2023-06-05 13:12:01

by David Howells

[permalink] [raw]
Subject: [PATCH net-next v4 00/11] splice, net: Rewrite splice-to-socket, fix SPLICE_F_MORE and handle MSG_SPLICE_PAGES in AF_TLS

Here are patches to do the following:

(1) Block MSG_SENDPAGE_* flags from leaking into ->sendmsg() from
userspace, whilst allowing splice_to_socket() to pass them in.

(2) Allow MSG_SPLICE_PAGES to be passed into tls_*_sendmsg(). Until
support is added, it will be ignored and a splice-driven sendmsg()
will be treated like a normal sendmsg(). TCP, UDP, AF_UNIX and
Chelsio-TLS already handle the flag in net-next.

(3) Replace a chain of functions to splice-to-sendpage with a single
function to splice via sendmsg() with MSG_SPLICE_PAGES. This allows a
bunch of pages to be spliced from a pipe in a single call using a
bio_vec[] and pushes the main processing loop down into the bowels of
the protocol driver rather than repeatedly calling in with a page at a
time.

(4) Provide a ->splice_eof() op[2] that allows splice to signal to its
output that the input observed a premature EOF and that the caller
didn't flag SPLICE_F_MORE, thereby allowing a corked socket to be
flushed. This attempts to maintain the current behaviour. It is also
not called if we didn't manage to read any data and so didn't called
the actor function.

This needs routing though several layers to get it down to the network
protocol.

[!] Note that I chose not to pass in any flags - I'm not sure it's
particularly useful to pass in the splice flags; I also elected
not to return any error code - though we might actually want to do
that.

(5) Provide tls_{device,sw}_splice_eof() to flush a pending TLS record if
there is one.

(6) Alter the behaviour of sendfile() and fix SPLICE_F_MORE/MSG_MORE
signalling[1] such SPLICE_F_MORE is always signalled until we have
read sufficient data to finish the request. If we get a zero-length
before we've managed to splice sufficient data, we now leave the
socket expecting more data and leave it to userspace to deal with it.

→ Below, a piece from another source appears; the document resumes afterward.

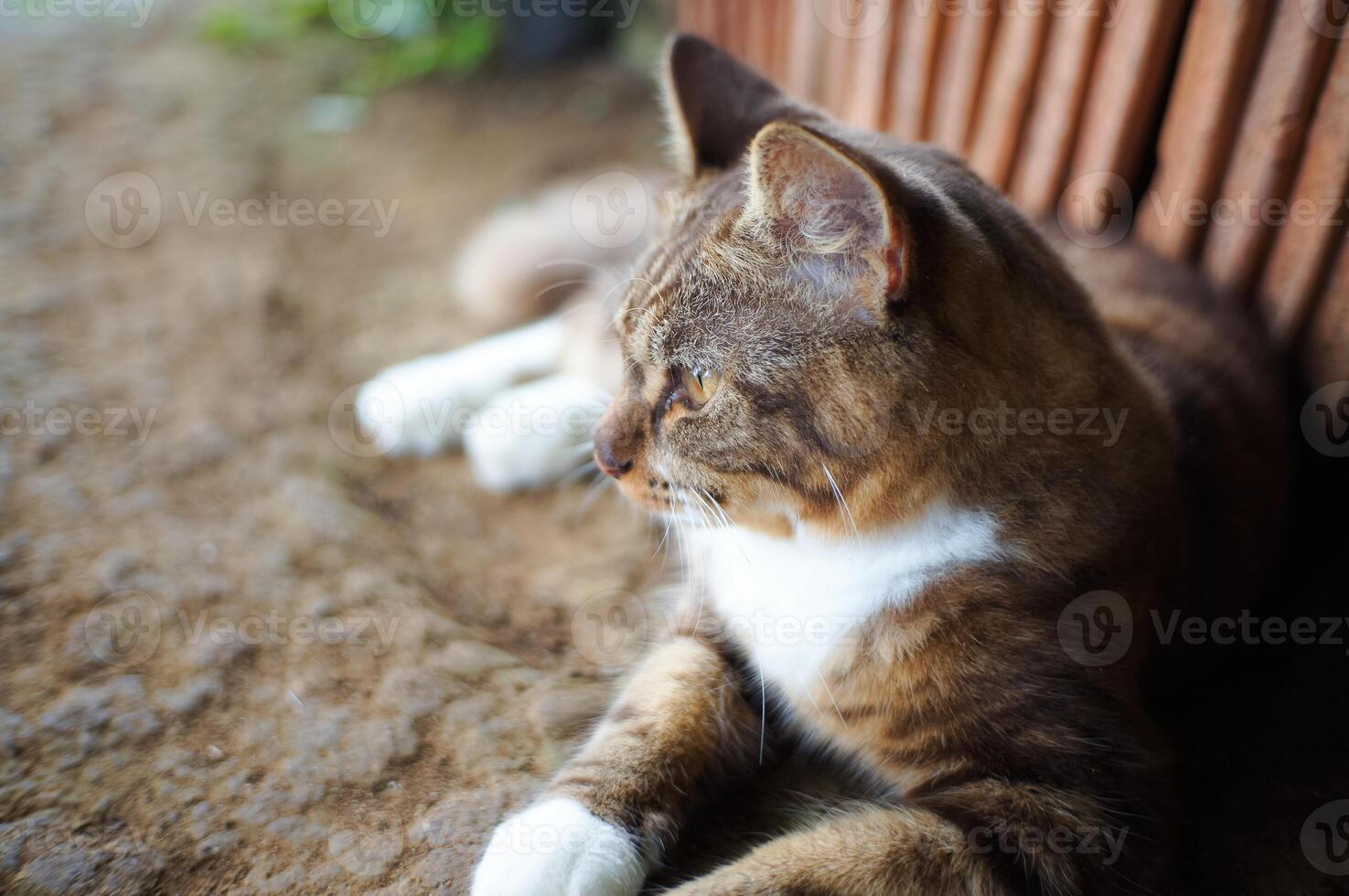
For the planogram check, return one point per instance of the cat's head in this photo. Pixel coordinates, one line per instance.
(815, 295)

(7) Make AF_TLS handle the MSG_SPLICE_PAGES internal sendmsg flag.
MSG_SPLICE_PAGES is an internal hint that tells the protocol that it
should splice the pages supplied if it can. Its sendpage
implementations are then turned into wrappers around that.


I've pushed the patches here also:

https://git.kernel.org/pub/scm/linux/kernel/git/dhowells/linux-fs.git/log/?h=sendpage-2-tls

David

Changes
=======
ver #4)
- Switch to using ->splice_eof() to signal premature EOF to the splice
output[2].

ver #3)
- Include the splice-to-socket rewrite patch.
- Fix SPLICE_F_MORE/MSG_MORE signalling.
- Allow AF_TLS to accept sendmsg() with MSG_SPLICE_PAGES before it is
handled.
- Allow a zero-length send() to a TLS socket to flush an outstanding
record.
- Address TLS kselftest failure.

ver #2)
- Dropped the slab data copying.
- "rls_" should be "tls_".
- Attempted to fix splice_direct_to_actor().
- Blocked MSG_SENDPAGE_* from being set by userspace.

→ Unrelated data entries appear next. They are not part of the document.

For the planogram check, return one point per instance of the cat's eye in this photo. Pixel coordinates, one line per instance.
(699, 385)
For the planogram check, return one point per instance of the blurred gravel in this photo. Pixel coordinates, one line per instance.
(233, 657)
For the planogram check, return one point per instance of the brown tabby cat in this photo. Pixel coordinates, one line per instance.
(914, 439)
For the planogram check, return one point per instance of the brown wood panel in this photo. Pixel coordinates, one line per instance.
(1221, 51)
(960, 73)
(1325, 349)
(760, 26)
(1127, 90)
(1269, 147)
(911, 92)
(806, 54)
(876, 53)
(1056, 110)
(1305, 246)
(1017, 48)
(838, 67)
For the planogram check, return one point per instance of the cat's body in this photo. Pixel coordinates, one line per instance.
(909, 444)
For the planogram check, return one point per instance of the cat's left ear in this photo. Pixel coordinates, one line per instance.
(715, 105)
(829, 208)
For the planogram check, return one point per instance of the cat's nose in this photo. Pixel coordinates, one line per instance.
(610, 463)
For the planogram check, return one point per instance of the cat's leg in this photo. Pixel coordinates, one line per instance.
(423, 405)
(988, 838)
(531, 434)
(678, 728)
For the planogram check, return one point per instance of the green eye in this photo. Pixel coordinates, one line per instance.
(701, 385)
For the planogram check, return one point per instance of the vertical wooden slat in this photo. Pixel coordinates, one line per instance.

Link: https://lore.kernel.org/r/[email protected]/ [1]
Link: https://lore.kernel.org/r/CAHk-=wh=V579PDYvkpnTobCLGczbgxpMgGmmhqiTyE34Cpi5Gg@mail.gmail.com/ [2]
Link: https://git.kernel.org/pub/scm/linux/kernel/git/netdev/net-next.git/commit/?id=51c78a4d532efe9543a4df019ff405f05c6157f6 # part 1
Link: https://lore.kernel.org/r/[email protected]/ # v1

David Howells (11):
net: Block MSG_SENDPAGE_* from being passed to sendmsg() by userspace
tls: Allow MSG_SPLICE_PAGES but treat it as normal sendmsg
splice, net: Use sendmsg(MSG_SPLICE_PAGES) rather than ->sendpage()
splice, net: Add a splice_eof op to file-ops and socket-ops
tls/sw: Use splice_eof() to flush
tls/device: Use splice_eof() to flush
splice, net: Fix SPLICE_F_MORE signalling in splice_direct_to_actor()
tls/sw: Support MSG_SPLICE_PAGES
tls/sw: Convert tls_sw_sendpage() to use MSG_SPLICE_PAGES
tls/device: Support MSG_SPLICE_PAGES
tls/device: Convert tls_device_sendpage() to use MSG_SPLICE_PAGES

fs/splice.c | 207 ++++++++++++++++++++++++++-------
include/linux/fs.h | 3 +-
include/linux/net.h | 1 +
include/linux/socket.h | 4 +-
include/linux/splice.h | 3 +
include/net/sock.h | 1 +
net/socket.c | 36 ++----
net/tls/tls.h | 2 +
net/tls/tls_device.c | 110 +++++++++---------
net/tls/tls_main.c | 4 +
net/tls/tls_sw.c | 253 ++++++++++++++++++++++-------------------
11 files changed, 385 insertions(+), 239 deletions(-)



2023-06-05 13:12:09

by David Howells

[permalink] [raw]
Subject: [PATCH net-next v4 04/11] splice, net: Add a splice_eof op to file-ops and socket-ops

Add an optional method, ->splice_eof(), to allow splice to indicate the
premature termination of a splice to struct file_operations and struct
proto_ops.

This is called if sendfile() or splice() encounters all of the following
conditions inside splice_direct_to_actor():

(1) the user did not set SPLICE_F_MORE (splice only), and

(2) an EOF condition occurred (->splice_read() returned 0), and

(3) we haven't read enough to fulfill the request (ie. len > 0 still), and

(4) we have already spliced at least one byte.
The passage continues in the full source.